Interrogé par L'Orient-Le Jour, le député Ammar Houry a indiqué que les discussions ont notamment porté sur le dernier sommet syro-saoudien, sur la question des faux témoins et les attaques menées depuis quelque temps par Courant patriotique libre de Michel Aoun « contre l'époque incarnée par l'ancien Premier ministre, Rafic Hariri », ainsi que les mesures à prendre pour contrer cette campagne que le Courant du futur considère « inacceptable ».
M. Houry a précisé en outre que M. Hariri a informé les députés présents de la teneur de l'entretien qu'il a eu avec Hussein Khalil, le conseiller politique du secrétaire général du Hezbollah.
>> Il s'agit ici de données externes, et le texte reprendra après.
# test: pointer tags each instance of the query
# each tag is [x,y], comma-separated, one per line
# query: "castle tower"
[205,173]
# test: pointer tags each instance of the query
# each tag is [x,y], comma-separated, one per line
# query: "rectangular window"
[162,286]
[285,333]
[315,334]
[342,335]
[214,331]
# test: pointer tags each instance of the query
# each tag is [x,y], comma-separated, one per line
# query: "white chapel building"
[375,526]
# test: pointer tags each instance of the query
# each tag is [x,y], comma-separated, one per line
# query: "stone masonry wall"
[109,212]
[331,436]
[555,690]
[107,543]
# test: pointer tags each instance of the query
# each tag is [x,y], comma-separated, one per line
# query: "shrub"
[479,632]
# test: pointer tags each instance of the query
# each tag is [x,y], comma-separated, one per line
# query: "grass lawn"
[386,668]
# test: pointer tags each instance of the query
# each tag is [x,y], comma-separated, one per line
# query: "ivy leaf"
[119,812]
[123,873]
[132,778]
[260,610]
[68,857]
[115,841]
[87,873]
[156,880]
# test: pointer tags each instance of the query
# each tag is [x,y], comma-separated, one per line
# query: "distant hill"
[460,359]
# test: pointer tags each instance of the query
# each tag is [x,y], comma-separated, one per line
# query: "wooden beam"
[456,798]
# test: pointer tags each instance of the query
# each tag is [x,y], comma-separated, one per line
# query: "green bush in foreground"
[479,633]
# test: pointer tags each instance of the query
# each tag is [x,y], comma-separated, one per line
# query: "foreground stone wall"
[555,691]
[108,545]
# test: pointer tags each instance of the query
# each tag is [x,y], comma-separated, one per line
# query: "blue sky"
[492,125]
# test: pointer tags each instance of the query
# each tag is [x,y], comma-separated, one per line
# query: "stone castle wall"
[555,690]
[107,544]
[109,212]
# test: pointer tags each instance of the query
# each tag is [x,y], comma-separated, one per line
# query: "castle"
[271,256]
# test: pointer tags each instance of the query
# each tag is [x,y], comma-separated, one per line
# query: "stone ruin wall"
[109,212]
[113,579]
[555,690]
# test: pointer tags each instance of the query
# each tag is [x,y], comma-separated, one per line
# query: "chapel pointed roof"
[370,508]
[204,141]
Les deux hommes ont passé en revue les « craintes » du parti chiite relatives au TSL. À ce propos, M. Hariri a fait comprendre à son interlocuteur qu'il n'y a aucune possibilité de déférer le dossier des « faux témoins » devant la Cour de justice, soulignant que cela « est légalement impossible », a précisé M. Houry.
Les membres du Courant du futur ont par ailleurs évoqué la récente campagne menée notamment par le chef du CPL, Michel Aoun, « contre le projet politique de l'ancien Premier ministre, Rafic Hariri ». « Nous avons ainsi décidé de répondre à ces attaques de manière très claire, dans la mesure où nous considérons qu'il s'agit d'une campagne injuste », a précisé M. Houry. Parmi les réponses prévues par les membres du bloc, une conférence de presse que la ministre des Finances, Raya el-Hassan, tiendra lundi prochain pour répondre à la campagne orchestrée par le CPL. D'autres réactions s'ensuivront, a affirmé le député.